There are numerous factors put on the table when scrutinizing a woman, she can be either too old, or too young, or her marital status can be used against her. An unmarried woman is labelled as a failure and questioned on how she intends on being a leader when she failed to have a home. The list is endless including slut shaming women who have either been through a divorce or on to their second marriages, Tlou observed.

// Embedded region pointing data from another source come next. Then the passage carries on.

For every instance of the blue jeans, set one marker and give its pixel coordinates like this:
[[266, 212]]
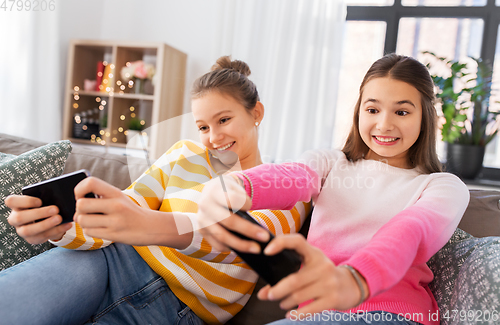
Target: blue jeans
[[112, 285], [339, 318]]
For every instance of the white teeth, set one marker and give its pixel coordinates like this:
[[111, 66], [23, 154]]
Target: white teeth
[[227, 146], [385, 139]]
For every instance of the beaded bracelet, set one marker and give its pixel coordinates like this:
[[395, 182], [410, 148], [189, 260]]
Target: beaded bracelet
[[358, 281]]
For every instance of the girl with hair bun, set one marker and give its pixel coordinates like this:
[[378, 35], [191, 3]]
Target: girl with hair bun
[[171, 274], [383, 208]]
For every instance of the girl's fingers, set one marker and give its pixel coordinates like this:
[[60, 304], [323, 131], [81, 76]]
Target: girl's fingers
[[102, 233], [263, 292], [23, 217], [87, 221], [293, 283], [316, 306], [247, 228], [58, 232], [39, 232], [224, 238], [312, 290], [88, 206], [19, 202], [96, 186], [297, 242]]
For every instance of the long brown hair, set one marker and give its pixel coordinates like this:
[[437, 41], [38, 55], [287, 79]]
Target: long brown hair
[[229, 78], [422, 153]]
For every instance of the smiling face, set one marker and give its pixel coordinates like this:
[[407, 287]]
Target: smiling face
[[390, 119], [225, 125]]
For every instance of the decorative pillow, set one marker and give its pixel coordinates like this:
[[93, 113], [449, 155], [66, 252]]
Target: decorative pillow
[[4, 157], [16, 172], [466, 281]]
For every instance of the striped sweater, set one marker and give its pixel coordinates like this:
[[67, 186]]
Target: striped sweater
[[215, 285]]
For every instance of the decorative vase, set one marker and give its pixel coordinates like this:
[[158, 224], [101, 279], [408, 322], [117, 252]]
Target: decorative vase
[[465, 161], [139, 85]]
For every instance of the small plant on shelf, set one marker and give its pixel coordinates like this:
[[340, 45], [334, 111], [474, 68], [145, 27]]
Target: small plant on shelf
[[136, 73], [136, 125]]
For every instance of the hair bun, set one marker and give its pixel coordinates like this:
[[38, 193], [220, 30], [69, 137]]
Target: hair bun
[[224, 62]]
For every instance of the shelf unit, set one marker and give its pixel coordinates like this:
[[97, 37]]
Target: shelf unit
[[101, 117]]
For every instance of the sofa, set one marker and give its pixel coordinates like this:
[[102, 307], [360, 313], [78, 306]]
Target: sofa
[[467, 269]]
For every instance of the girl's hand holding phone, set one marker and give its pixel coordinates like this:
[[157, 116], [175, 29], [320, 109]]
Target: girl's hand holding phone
[[319, 280], [26, 210], [214, 216]]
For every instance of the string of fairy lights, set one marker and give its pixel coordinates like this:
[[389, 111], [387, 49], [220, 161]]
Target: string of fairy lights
[[93, 119]]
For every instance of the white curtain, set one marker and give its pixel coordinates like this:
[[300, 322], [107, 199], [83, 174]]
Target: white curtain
[[30, 81], [293, 50]]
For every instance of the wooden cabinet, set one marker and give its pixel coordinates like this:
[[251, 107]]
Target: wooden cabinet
[[102, 113]]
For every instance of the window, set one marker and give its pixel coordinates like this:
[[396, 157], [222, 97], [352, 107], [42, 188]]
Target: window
[[452, 28]]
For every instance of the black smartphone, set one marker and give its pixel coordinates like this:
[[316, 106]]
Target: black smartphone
[[271, 268], [59, 191]]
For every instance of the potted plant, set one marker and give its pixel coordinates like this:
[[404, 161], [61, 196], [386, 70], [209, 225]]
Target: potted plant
[[135, 137], [470, 119]]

The only way that voters can be emancipated from this mentality according to Tlou is through a robust voter education campaign tailor made to run continuously and not be left to the eve of elections as it is usually done. She further stated that the current crop of women in parliament must show case their abilities and magnify them – this will help make it clear that they too are worthy of votes.
And to women intending to run for office, Tlou encouraged them not to wait for the eleventh hour to show their interest and rather start in community mobilisation projects as early as possible so that the constituents can get to know them and their abilities prior to the election date.
Youthful Botswana National Front (BNF) leader and feminist, Resego Kgosidintsi blames women’s mentality towards one another which emanates from the fact that women have been socialised from a tender age that they cannot be leaders hence they find it difficult to vote for each other.
Kgosidintsi further states that, “Women do not have enough economic resources to stage effective campaigns. They are deemed as the natural care givers and would rather divert their funds towards raising children and building homes over buying campaign materials.”
Meanwhile, Vice President of the Alliance for Progressives (AP), Wynter Mmolotsi agrees that women’s participation in politics in Botswana remains a challenge. To address this Mmolotsi suggested that there should be constituencies reserved for women candidates only so that the outcome regardless of the party should deliver a woman Member of Parliament.
Mmolotsi further suggested that Botswana should ditch the First Past the Post system of election and opt for the proportional representation where contesting parties will dutifully list able women as their representatives in parliament.
On why women do not get elected, Mmolotsi explained that he had heard first hand from voters that they are reluctant to vote for women since they have limited access to them once they have won; unlike their male counterparts who have proven to be available night or day.
The pre-historic awarding of gender roles relegating women to be pregnant and barefoot at home and the man to be out there fending for the family has disadvantaged women in political and other professional careers.